Bacterial and fungal community : alpha-diversity indices and composition

To help us assess the impact of hydrocarbons on the microbial community structure and composition, 16S rDNA and 18S rDNA sequencing were performed. After quality filtering, a total of 5,187,772 and 2,485,385 paired-end sequences were retrieved from the 16S rDNA and 18S rDNA libraries, ranging from 53,422 to 122,937 reads per sample for 16S rDNA and from 4,016 to 79,581 reads per sample for 18S rDNA. After sub-sampling to 53,422 and 14,260 reads per samples for 16S and 18S rDNA libraries, respectively, both 16S and 18S rDNA data were analyzed for 41 samples out of 42 (GUN-15 third replicate failed for 16S rDNA sequencing and ETV-15 s replicate was removed for 18S rDNA analysis because of a too low number of sequences). No general trend was found for fungal alpha-diversity indicators (Table 2), either according to the distance to the oil seep or in depth. However, on both sites, bacterial richness (Chao1), Shannon diversity and Evenness indices were lower next to the oil seeps compared to all other sampling distance and also in the surface crust compared to the other depth samples (Table 2).

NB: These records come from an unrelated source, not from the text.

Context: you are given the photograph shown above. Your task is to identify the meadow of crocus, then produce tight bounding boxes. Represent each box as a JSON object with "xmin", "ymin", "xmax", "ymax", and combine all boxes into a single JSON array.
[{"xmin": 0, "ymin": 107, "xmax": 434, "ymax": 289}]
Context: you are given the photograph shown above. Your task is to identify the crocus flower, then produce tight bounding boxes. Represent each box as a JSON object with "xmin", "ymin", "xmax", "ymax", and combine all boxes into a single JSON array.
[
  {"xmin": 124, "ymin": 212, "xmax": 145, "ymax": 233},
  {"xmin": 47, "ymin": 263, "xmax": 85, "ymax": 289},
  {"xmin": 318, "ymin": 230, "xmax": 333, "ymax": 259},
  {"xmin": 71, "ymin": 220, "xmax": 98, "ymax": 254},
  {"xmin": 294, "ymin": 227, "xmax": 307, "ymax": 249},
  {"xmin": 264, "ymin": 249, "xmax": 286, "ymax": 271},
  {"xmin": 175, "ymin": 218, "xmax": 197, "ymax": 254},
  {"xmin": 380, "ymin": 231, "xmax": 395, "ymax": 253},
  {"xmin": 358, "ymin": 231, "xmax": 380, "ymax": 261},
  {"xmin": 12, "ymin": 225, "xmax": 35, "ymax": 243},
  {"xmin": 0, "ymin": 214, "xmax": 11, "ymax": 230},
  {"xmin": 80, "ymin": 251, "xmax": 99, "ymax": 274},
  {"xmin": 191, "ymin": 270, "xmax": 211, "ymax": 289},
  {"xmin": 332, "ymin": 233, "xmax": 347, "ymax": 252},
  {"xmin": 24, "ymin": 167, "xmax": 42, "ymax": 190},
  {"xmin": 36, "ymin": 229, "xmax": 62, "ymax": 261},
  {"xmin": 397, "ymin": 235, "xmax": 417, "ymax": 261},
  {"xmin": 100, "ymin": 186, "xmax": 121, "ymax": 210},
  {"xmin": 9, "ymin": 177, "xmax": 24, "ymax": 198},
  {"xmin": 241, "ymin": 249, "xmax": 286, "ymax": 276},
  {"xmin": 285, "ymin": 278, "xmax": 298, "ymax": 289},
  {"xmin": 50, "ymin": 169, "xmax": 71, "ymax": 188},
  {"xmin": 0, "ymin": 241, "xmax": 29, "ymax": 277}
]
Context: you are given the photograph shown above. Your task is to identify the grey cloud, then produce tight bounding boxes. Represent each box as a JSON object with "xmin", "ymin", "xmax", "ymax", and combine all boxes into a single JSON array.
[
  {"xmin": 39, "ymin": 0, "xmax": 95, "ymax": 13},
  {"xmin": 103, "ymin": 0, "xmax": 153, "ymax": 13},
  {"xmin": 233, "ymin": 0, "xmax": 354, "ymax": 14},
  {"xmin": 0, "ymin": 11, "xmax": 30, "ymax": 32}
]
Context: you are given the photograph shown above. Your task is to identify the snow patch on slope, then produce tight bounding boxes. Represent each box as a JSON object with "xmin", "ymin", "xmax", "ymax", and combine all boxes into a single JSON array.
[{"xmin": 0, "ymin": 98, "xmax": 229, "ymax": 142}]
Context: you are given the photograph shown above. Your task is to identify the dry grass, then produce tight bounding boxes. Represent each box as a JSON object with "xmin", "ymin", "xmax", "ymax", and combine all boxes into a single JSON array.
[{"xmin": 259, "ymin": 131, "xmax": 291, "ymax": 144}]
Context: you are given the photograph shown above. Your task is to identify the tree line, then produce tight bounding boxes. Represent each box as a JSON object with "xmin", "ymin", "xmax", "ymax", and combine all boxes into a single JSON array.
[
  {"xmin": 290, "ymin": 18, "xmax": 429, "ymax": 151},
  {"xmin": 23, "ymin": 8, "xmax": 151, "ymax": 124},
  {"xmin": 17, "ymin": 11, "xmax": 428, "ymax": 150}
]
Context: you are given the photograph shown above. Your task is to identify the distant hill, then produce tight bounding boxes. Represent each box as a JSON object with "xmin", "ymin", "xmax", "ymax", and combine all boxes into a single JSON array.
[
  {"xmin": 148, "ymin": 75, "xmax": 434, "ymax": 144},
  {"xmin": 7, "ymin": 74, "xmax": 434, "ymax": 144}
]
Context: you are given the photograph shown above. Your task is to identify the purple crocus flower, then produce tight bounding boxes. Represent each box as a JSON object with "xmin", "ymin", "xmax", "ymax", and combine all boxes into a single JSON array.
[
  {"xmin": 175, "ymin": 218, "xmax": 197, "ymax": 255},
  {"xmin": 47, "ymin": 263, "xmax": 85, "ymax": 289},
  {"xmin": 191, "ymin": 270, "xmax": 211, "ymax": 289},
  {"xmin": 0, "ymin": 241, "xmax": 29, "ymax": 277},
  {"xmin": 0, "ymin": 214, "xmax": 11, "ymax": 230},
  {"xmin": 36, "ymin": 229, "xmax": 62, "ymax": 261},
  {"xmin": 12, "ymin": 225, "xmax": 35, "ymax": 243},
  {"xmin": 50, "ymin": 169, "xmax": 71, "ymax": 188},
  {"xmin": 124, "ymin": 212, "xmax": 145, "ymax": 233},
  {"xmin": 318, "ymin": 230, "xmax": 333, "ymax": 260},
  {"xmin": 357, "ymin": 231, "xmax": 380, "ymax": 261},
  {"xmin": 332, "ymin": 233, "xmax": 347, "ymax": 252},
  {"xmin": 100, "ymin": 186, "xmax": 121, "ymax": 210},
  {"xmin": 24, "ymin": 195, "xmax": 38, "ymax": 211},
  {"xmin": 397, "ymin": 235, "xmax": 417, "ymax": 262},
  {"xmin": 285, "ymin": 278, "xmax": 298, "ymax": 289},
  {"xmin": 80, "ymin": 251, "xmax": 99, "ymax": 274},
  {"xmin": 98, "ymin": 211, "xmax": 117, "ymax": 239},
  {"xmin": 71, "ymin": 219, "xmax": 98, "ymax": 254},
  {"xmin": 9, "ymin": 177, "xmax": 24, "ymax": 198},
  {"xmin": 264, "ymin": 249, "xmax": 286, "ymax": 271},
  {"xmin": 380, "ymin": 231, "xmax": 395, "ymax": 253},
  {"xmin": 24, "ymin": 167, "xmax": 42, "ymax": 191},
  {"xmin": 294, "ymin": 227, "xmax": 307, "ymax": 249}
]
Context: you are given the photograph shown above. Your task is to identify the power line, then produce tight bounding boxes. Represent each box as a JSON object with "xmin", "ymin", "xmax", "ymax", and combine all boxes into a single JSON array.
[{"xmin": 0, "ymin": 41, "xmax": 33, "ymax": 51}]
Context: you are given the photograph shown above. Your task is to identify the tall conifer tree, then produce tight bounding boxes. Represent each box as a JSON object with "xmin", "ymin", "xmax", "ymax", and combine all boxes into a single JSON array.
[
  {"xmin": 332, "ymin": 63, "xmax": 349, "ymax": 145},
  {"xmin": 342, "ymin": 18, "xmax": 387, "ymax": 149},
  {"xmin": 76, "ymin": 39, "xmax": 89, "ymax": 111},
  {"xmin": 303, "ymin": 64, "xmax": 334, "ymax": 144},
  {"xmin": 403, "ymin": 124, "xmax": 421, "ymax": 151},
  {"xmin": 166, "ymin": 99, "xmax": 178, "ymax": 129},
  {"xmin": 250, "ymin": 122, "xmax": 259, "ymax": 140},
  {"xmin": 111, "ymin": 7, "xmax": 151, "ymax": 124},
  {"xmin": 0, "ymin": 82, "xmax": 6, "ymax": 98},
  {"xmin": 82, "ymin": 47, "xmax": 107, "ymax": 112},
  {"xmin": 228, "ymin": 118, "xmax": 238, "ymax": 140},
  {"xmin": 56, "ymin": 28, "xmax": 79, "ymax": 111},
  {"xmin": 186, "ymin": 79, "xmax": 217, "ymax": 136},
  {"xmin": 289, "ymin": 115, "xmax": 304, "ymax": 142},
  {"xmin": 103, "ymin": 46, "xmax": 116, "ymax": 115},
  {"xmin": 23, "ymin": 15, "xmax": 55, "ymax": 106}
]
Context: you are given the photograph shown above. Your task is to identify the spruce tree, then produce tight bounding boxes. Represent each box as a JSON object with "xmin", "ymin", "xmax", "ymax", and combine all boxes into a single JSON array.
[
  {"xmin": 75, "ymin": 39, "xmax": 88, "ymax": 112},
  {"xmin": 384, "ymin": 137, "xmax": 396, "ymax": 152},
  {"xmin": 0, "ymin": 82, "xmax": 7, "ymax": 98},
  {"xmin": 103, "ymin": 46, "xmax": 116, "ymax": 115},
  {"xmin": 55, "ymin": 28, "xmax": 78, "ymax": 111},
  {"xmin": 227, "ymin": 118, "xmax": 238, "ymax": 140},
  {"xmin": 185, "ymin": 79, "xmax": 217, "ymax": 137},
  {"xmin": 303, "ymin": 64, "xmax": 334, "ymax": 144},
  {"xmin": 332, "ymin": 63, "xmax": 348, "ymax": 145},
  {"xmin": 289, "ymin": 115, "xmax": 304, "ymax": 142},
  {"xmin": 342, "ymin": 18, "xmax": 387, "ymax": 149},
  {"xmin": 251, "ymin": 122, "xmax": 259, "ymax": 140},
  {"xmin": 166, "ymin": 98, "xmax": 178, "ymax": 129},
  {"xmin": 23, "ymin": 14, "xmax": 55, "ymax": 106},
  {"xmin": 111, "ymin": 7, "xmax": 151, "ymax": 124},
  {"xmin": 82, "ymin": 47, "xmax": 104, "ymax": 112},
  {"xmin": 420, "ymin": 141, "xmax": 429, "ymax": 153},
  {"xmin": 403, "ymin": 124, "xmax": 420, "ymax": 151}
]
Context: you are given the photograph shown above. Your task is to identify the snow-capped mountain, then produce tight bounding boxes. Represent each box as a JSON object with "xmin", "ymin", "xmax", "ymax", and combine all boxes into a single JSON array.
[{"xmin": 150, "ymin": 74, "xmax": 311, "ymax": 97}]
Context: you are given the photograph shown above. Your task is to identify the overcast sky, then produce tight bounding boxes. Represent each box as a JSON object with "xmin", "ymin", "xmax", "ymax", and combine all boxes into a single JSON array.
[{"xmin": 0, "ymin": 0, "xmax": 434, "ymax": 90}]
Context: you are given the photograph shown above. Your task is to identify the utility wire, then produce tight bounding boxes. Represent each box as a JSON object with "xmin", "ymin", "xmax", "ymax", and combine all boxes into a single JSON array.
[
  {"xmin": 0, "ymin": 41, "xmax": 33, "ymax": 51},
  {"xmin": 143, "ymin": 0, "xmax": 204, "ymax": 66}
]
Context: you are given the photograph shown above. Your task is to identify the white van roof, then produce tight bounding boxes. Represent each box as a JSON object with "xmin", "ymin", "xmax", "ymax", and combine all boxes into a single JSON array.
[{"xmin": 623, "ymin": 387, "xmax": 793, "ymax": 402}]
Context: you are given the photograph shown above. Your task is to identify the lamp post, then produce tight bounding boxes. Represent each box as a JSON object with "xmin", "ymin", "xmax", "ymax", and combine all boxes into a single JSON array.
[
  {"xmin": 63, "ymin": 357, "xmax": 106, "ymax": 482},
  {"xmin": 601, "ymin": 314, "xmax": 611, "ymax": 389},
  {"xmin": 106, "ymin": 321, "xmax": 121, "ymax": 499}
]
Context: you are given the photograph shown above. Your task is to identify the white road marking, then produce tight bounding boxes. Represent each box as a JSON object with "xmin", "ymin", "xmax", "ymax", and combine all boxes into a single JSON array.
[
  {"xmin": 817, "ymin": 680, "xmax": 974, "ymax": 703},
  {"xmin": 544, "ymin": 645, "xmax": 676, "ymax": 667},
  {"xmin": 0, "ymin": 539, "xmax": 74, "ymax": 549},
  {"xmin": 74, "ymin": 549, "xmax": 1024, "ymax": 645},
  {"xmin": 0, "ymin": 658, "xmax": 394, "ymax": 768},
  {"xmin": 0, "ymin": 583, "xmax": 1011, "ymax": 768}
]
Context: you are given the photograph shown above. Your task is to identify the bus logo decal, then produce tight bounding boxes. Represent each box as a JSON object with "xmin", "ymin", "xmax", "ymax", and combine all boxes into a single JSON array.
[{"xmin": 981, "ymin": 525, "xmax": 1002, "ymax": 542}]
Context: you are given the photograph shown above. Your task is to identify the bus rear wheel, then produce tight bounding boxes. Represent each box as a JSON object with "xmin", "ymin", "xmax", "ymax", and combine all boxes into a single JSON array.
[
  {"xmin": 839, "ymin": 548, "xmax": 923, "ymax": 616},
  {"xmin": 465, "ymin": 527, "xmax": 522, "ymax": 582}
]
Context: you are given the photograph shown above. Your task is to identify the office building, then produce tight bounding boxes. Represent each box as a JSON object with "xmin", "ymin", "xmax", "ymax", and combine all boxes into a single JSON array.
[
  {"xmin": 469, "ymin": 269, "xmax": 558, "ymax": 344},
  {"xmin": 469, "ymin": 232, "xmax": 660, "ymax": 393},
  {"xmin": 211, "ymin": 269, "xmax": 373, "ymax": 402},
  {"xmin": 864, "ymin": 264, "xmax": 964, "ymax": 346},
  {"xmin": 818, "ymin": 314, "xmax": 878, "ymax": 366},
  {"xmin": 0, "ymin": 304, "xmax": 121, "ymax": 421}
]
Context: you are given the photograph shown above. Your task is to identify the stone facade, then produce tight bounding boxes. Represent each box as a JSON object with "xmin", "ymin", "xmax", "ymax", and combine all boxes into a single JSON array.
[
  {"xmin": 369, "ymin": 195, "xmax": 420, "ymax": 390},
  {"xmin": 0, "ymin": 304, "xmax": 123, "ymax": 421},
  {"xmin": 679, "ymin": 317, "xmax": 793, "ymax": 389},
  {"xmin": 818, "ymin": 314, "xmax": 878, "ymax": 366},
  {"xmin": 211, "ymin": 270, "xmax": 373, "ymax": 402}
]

Negative Pearson correlations were observed between EOM, HI and TOC values and the 3 alpha-diversity indices (Chao1, Shannon and Evenness) describing bacterial community composition (Table 3) for the 2 sites. Similarly, a lower bacterial taxonomic richness was observed in oil plume from Deepwater horizon spill6. This observation indicate that mostly hydrocarbon-degrading bacteria were enriched next to the oil seeps and that bacteria sensitive to petroleum contamination disappeared as shown previously following oil contamination due to pipeline rupture51.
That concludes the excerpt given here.